Western Palm Warbler
This Western Palm Warbler was shy and preferred to hide behind foliage. I followed it along several limbs, and it was always partially obscured. I love the way it's framed between the branches and the light which reveals the warm feather detail.
I was photographing another bird when this White-breasted Nuthatch landed nearby and started foraging up and down the trees around me. He totally ignored me until I pointed the camera at him. Then he paused, gave me this look, and was gone.
I saw a family of Canadian Geese on the bank of a lake and got on the ground about 20 ft away. I inched my way towards the nearest Gosling, getting within 8 ft. When he cocked his head to one side, I was struck by his innocence and curiosity and took this shot.
This Red-tailed Hawk was facing the approaching sunset in an open field on the only post around. He was about 800 feet away when I started slowly towards him. I was mesmerized by the warm colors, his steady gaze, and the light wind rippling through the feathers on his back.
Great Horned Owl
I was coming back from a disappointing afternoon of birding when I saw this Great Horned Owl in a distant tree. I knew I would only get one shot. The light was gone so I used every trick in the photographer's book to get this shot. I was so excited because I see very few owls.

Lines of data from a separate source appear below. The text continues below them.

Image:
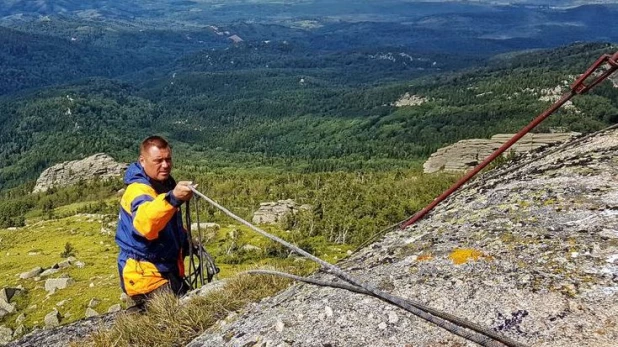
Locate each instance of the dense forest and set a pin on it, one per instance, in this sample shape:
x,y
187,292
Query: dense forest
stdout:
x,y
307,119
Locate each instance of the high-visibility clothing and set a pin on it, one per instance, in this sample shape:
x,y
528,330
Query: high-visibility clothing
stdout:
x,y
150,234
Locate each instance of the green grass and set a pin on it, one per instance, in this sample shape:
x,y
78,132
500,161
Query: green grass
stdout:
x,y
41,244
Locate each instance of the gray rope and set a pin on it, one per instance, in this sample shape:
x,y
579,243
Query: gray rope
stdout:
x,y
453,319
419,310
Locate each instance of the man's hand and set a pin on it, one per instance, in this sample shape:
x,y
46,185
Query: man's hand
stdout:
x,y
182,191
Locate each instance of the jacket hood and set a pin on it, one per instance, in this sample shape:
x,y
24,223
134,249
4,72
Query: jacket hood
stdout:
x,y
136,174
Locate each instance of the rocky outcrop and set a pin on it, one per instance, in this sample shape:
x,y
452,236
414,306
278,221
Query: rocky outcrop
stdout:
x,y
68,173
410,100
273,212
531,253
466,154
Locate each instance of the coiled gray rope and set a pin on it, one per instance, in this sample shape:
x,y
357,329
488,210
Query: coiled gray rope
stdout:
x,y
457,326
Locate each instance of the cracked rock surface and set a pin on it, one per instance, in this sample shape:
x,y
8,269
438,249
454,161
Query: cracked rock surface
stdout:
x,y
530,252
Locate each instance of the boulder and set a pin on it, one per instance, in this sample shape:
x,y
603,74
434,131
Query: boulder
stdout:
x,y
49,272
520,251
466,154
114,308
5,306
68,173
91,313
273,212
8,293
52,319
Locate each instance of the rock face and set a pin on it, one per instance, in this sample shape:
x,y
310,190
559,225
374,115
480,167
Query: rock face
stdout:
x,y
273,212
531,253
466,154
64,174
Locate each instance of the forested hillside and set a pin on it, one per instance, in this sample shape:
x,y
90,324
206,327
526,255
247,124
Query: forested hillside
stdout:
x,y
299,115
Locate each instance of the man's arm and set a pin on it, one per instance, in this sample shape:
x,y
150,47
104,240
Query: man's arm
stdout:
x,y
151,212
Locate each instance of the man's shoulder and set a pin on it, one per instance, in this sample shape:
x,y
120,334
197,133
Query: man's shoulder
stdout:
x,y
137,189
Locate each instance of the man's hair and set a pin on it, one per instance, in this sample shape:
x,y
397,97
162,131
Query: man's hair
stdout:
x,y
153,141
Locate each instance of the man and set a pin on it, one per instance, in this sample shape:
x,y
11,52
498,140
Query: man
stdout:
x,y
150,234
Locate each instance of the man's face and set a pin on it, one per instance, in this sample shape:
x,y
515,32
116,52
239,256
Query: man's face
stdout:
x,y
157,162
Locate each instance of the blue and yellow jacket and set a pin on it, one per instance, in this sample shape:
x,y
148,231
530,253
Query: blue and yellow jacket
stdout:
x,y
150,234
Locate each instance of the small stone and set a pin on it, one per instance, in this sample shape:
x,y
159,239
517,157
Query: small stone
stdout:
x,y
279,326
6,335
93,302
91,313
58,283
32,273
5,306
114,308
19,331
80,264
52,319
48,272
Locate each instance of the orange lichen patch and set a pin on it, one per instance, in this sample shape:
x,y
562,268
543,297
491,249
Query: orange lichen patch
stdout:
x,y
463,255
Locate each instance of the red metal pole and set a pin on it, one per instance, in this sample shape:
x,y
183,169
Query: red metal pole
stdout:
x,y
578,87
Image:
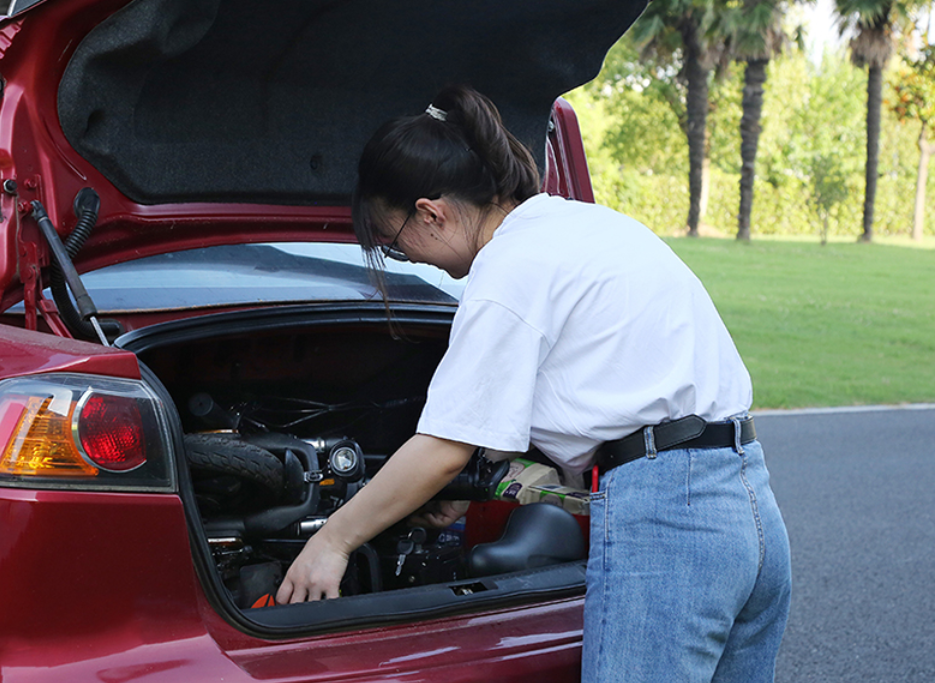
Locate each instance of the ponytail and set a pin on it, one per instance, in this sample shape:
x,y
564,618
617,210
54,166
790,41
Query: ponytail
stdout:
x,y
458,147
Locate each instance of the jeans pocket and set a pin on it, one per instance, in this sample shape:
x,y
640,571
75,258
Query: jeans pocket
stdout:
x,y
598,511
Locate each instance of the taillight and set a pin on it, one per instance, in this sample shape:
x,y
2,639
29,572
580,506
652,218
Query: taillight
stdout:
x,y
110,431
83,431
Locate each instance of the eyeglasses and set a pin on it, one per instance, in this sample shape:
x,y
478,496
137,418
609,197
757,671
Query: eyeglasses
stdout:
x,y
390,250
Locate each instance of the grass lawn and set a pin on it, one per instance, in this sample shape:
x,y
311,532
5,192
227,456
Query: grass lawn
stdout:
x,y
835,325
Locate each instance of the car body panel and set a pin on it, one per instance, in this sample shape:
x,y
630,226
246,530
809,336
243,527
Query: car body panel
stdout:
x,y
107,586
24,352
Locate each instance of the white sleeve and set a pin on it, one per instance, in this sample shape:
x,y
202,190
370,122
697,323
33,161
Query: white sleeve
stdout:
x,y
482,391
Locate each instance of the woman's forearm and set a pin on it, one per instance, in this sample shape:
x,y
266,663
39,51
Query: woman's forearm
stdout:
x,y
415,473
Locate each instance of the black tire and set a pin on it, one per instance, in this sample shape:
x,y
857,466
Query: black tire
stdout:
x,y
223,454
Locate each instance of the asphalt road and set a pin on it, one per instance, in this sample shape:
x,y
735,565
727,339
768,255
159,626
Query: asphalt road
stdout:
x,y
857,490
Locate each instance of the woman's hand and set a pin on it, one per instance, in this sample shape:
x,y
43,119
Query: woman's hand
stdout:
x,y
440,514
315,574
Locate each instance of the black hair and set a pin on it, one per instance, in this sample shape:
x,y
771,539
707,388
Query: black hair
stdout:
x,y
466,154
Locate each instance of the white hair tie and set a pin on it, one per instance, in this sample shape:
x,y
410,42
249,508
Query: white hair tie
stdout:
x,y
436,113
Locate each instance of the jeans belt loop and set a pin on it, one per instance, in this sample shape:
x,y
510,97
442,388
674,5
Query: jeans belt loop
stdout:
x,y
738,435
649,440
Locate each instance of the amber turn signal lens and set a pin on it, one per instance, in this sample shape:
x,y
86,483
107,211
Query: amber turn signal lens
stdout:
x,y
36,431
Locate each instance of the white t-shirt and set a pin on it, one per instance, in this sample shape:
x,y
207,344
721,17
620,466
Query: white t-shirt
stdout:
x,y
578,326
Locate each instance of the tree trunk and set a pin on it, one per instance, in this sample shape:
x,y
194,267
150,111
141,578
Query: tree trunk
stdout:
x,y
874,99
918,218
754,78
697,110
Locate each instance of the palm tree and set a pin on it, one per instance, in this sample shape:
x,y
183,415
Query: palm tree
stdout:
x,y
686,33
756,35
875,23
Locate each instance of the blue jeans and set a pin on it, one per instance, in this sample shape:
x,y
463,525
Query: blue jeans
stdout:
x,y
688,578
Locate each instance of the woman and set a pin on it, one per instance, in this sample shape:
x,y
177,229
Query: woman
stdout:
x,y
577,327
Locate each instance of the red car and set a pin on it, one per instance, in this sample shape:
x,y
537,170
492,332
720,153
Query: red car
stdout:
x,y
195,369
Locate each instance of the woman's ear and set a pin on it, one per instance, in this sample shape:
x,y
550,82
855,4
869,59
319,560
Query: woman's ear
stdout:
x,y
432,212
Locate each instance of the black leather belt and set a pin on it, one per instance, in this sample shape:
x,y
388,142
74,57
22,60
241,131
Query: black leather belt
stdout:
x,y
686,432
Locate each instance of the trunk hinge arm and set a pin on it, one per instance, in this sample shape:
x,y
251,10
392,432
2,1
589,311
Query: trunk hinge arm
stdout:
x,y
30,272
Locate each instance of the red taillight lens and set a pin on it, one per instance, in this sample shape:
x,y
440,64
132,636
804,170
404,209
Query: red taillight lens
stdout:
x,y
110,429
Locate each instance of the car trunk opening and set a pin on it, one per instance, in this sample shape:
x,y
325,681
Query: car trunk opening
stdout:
x,y
275,407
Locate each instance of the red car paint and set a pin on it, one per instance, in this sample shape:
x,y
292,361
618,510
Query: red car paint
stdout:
x,y
101,586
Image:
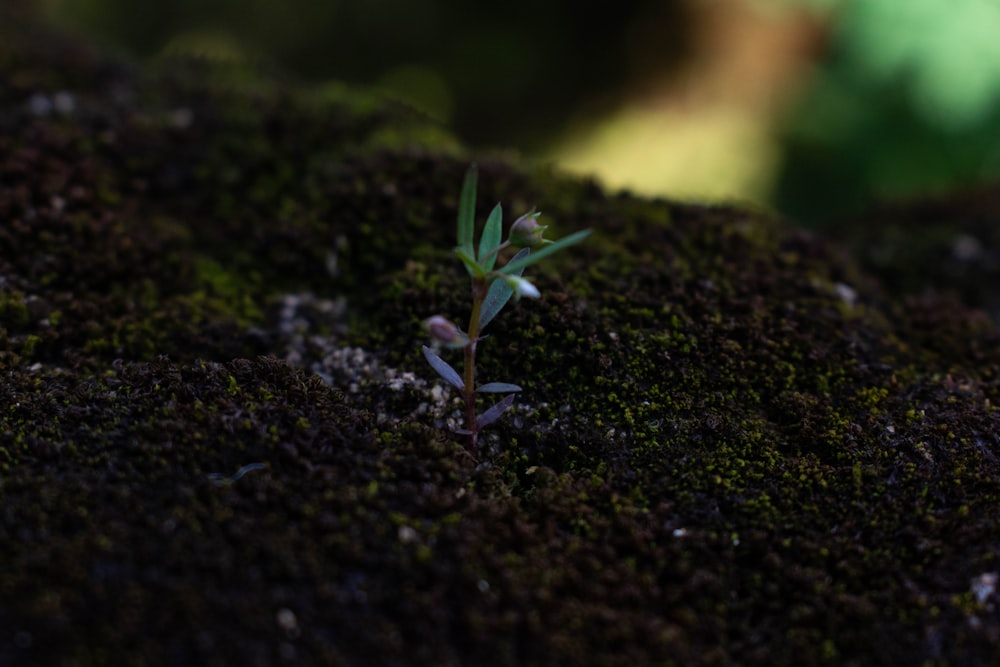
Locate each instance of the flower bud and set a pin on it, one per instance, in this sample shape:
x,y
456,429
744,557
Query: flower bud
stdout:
x,y
526,232
522,287
445,331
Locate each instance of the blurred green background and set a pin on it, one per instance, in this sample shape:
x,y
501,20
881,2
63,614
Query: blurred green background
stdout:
x,y
817,108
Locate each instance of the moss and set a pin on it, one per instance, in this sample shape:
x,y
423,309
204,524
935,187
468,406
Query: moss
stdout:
x,y
734,444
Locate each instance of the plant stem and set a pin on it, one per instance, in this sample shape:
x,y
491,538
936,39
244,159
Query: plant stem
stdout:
x,y
478,296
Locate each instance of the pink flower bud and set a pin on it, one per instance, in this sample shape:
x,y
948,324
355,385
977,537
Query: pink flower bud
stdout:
x,y
526,232
444,331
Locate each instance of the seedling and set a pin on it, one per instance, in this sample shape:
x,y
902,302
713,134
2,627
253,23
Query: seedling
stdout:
x,y
492,288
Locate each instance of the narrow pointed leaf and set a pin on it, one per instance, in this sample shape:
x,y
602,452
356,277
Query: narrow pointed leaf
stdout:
x,y
497,388
520,264
443,369
471,265
488,242
467,212
495,412
499,294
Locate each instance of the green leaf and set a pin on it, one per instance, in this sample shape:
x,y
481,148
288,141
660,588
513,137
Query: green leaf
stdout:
x,y
497,388
499,294
488,242
467,211
471,264
443,368
519,264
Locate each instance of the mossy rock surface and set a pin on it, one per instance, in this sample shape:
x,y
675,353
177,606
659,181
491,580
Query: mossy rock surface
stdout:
x,y
219,442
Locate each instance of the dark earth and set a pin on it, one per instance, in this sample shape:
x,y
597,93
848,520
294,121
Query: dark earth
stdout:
x,y
738,443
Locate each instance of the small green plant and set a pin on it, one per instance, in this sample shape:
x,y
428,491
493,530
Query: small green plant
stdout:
x,y
492,288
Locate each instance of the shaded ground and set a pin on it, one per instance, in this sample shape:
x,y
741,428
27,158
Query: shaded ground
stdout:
x,y
219,443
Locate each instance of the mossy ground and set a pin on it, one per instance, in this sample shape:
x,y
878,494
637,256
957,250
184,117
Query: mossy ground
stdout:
x,y
733,447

I was surprised to find this Tricolored Heron in cloudy water because there was an alligator nearby. The heron was in low light, but very still, as I photographed him. Later I noticed the surreal reflection of the surrounding vegetation.
I observed a pair of Red-bellied Woodpeckers fly between a small number of trees and positioned myself in camera-range of a favored perch. I had to wait longer than expected, but that position allowed me to capture both the red belly and red eye.
Male Eastern Bluebird
I saw this male Eastern Bluebird in dappled sunlight, but he was facing away from me, and I didn't want another butt shot. I waited hoping he would turn around and got this shot just as he turned. It wasn't until later I noticed the unusual ivory toenail on his right foot.
Immature Male Baltimore Oriole
As soon as I saw this bird, I started shooting but only got a few shots before he was gone. It is an immature male Baltimore Oriole. I love the colorful patchwork scheme as he comes into his first-year plumage.
The Red-eyed Vireo has been a challenge because he hangs out in the tops of trees. I was able to get this distant shot as he was in a shorter tree and a bit downhill. I love the way he leaned into the light when he sang.